Dans l’absolu, la recherche du consensus est l’essence même de la politique. Toutes les ruses et toutes les armes (au sens large de ce terme) qu’on peut accumuler finissent fatalement par devenir caduques et non opérationnelles lorsque le caractère versatile de l’homme l’inspire à faire dans le caprice. Des êtres doués de raison, qui inventent et défont des choses ne devraient être gouvernés que selon le consensus. On ne pourra tout obtenir par la force, par la Justice, par la ruse et par tous les moyens illicites, sans des consensus larges et forts, tout pouvoir trouve sur son chemin une résistance acharnée, des contre-pouvoirs à la mesure de celui qu’il exerce sur les hommes. L’avènement d’un homme comme Amadou Ba, là où certains s’attendaient à la promotion d’un faucon, peut, par conséquent, être considéré comme un signal d’ouverture et de recherche des grands accords qui ont permis à notre pays d’être jusqu’ici à l’abri des soubresauts qui ont été fatals à la plupart des jeunes démocraties africaines.

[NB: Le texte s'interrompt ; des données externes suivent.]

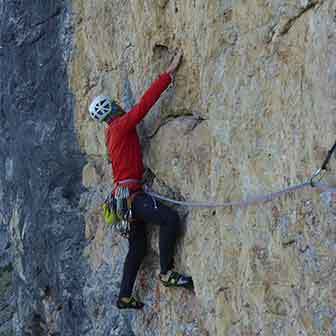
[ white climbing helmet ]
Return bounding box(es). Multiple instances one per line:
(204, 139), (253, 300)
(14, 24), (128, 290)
(89, 96), (112, 121)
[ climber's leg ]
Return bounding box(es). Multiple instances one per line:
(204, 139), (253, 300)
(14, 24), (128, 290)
(119, 221), (146, 298)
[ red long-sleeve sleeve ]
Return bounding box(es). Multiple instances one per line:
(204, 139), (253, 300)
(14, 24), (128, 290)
(111, 73), (172, 132)
(106, 73), (172, 190)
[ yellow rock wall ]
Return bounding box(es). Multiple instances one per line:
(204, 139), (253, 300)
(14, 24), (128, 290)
(70, 0), (336, 336)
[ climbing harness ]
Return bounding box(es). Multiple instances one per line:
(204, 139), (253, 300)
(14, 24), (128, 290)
(144, 142), (336, 209)
(103, 179), (141, 238)
(103, 142), (336, 226)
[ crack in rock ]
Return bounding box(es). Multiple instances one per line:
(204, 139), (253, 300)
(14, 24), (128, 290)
(146, 113), (206, 139)
(268, 0), (324, 42)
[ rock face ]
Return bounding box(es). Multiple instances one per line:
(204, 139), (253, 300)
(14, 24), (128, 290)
(0, 0), (336, 336)
(0, 0), (87, 336)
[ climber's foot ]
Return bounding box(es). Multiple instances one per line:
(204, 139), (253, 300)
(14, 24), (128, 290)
(159, 271), (194, 290)
(117, 296), (144, 309)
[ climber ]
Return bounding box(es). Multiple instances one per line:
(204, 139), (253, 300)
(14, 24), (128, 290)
(89, 50), (193, 309)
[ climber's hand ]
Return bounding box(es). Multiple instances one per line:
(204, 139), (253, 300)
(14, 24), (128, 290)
(166, 49), (183, 76)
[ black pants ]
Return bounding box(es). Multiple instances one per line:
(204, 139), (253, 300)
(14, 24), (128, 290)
(119, 193), (180, 297)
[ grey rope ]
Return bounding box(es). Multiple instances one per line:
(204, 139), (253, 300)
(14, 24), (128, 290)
(145, 181), (336, 209)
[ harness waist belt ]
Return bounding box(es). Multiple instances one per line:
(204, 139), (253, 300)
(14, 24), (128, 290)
(116, 179), (143, 185)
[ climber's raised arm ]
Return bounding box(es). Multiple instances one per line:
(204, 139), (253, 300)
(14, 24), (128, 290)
(89, 50), (183, 132)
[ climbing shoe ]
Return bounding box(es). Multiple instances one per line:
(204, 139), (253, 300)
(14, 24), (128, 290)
(117, 296), (144, 309)
(159, 271), (194, 290)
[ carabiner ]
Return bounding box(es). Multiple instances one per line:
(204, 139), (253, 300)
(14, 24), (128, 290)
(310, 168), (326, 188)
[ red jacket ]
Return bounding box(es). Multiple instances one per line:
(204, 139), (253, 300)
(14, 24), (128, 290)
(105, 73), (172, 191)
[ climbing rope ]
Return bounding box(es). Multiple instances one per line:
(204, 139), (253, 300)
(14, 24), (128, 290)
(144, 142), (336, 209)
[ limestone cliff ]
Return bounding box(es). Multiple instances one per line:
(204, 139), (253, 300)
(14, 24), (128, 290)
(0, 0), (336, 336)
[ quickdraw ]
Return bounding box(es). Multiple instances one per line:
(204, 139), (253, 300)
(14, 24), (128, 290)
(310, 138), (336, 187)
(103, 179), (142, 238)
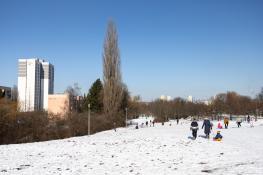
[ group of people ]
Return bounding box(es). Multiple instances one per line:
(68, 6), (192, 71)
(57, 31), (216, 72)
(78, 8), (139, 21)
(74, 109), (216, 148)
(190, 118), (223, 141)
(190, 115), (253, 141)
(135, 120), (155, 129)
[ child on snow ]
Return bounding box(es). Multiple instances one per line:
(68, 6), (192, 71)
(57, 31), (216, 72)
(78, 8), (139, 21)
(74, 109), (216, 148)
(190, 119), (198, 139)
(224, 117), (229, 129)
(217, 122), (223, 129)
(214, 131), (223, 141)
(237, 118), (242, 128)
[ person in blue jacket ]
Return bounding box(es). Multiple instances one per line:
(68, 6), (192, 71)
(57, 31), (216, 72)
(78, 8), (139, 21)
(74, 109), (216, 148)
(202, 118), (212, 139)
(191, 119), (198, 139)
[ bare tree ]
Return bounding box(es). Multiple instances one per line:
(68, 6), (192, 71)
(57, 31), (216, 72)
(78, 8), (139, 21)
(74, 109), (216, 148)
(103, 21), (123, 120)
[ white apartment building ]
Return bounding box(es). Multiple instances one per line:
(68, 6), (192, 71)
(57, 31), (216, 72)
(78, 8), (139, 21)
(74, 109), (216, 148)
(18, 58), (54, 112)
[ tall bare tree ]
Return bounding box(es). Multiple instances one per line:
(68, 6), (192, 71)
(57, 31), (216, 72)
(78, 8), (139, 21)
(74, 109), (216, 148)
(103, 21), (123, 122)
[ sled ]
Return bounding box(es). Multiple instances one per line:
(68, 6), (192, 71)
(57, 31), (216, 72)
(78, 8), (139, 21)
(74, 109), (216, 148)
(213, 138), (222, 142)
(190, 127), (199, 130)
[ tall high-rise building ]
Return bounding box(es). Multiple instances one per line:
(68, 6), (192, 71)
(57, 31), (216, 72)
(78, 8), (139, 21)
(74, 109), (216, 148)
(18, 58), (54, 111)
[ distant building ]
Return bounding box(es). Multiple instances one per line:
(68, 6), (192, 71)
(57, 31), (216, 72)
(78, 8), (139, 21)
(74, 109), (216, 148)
(48, 94), (70, 116)
(160, 95), (172, 101)
(48, 93), (83, 117)
(0, 86), (11, 99)
(18, 58), (54, 112)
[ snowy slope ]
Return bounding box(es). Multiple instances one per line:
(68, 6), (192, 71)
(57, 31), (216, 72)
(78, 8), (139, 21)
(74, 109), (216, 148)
(0, 120), (263, 175)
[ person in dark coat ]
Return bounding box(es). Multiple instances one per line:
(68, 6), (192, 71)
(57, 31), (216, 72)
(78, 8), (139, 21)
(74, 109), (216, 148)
(191, 119), (198, 139)
(202, 118), (212, 139)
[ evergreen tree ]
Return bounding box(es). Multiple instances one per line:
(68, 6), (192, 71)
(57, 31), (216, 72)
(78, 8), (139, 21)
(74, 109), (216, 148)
(84, 79), (103, 113)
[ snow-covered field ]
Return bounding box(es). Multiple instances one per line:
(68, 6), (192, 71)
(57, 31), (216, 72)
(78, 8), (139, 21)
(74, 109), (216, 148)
(0, 120), (263, 175)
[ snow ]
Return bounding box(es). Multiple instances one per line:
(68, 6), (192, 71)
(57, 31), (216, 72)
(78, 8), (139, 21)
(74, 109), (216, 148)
(0, 120), (263, 175)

Son long compagnonnage avec le président de la République est en plus un gage de confiance que les uns et les autres peuvent légitimement voir en lui. Amadou Bâ montre dans tous ses actes qu’on peut faire de la politique sans tomber dans le populisme et la surenchère permanente. Discret, travailleur et rigoureux dans sa gestion, il a le profil d’un Pm qui sert sans chercher à faire de l’ombre au chef. Les fastes et les invectives qui sont le pain quotidien de plusieurs politiques ne font que cacher une vacuité interne. Les hommes qui maîtrisent leur art n’ont pas besoin du tintamarre de la gouvernance folklorique qui est dans l’illusion d’être le centre du monde grâce à une omniprésence médiatique. Dans ses Maximes d’Etat, le Cardinal de Richelieu conseille : «Il faut écouter beaucoup et parler peu pour bien agir au gouvernement d’un Etat.» Le choix de Amadou Ba de travailler dans l’ombre peut donc être compris comme une éthique de gouvernance qui veut parler par les actes au lieu «d’agir» ou plus exactement de croire agir par la parole.
On comprend que les Sénégalais soient un peu impatients de voir et d’entendre leur Pm : les différents Pm qui se sont succédé avaient chacun un style communication qui lui ait propre. En ce qui concerne Amadou Ba, on peut, au regard de ce qu’il a montré depuis sa nomination, qu’il opte plutôt pour la sobriété et la recherche de consensus en lieu et place du spectacle. C’est vrai que la politique implique et nécessite du spectacle, mais ce serait une erreur de vouloir la réduire exclusivement à une entreprise de spectacle. Les attentes des Sénégalais sont pressantes pour autoriser à un homme vertueux de faire du spectacle sur leurs espoirs et leurs doléances. Il est temps que les hommes politiques sénégalais sachent que la meilleure façon de faire de la politique, c’est d’en faire peu. Tout a été dit dans ce pays : ce dont on a besoin, c’est d’un gouvernement et d’hommes politiques qui respectent le Peuple.
Excellence, Monsieur le président de la République, encore une fois les Parcelles et Dakar vous disent Dioko ndial.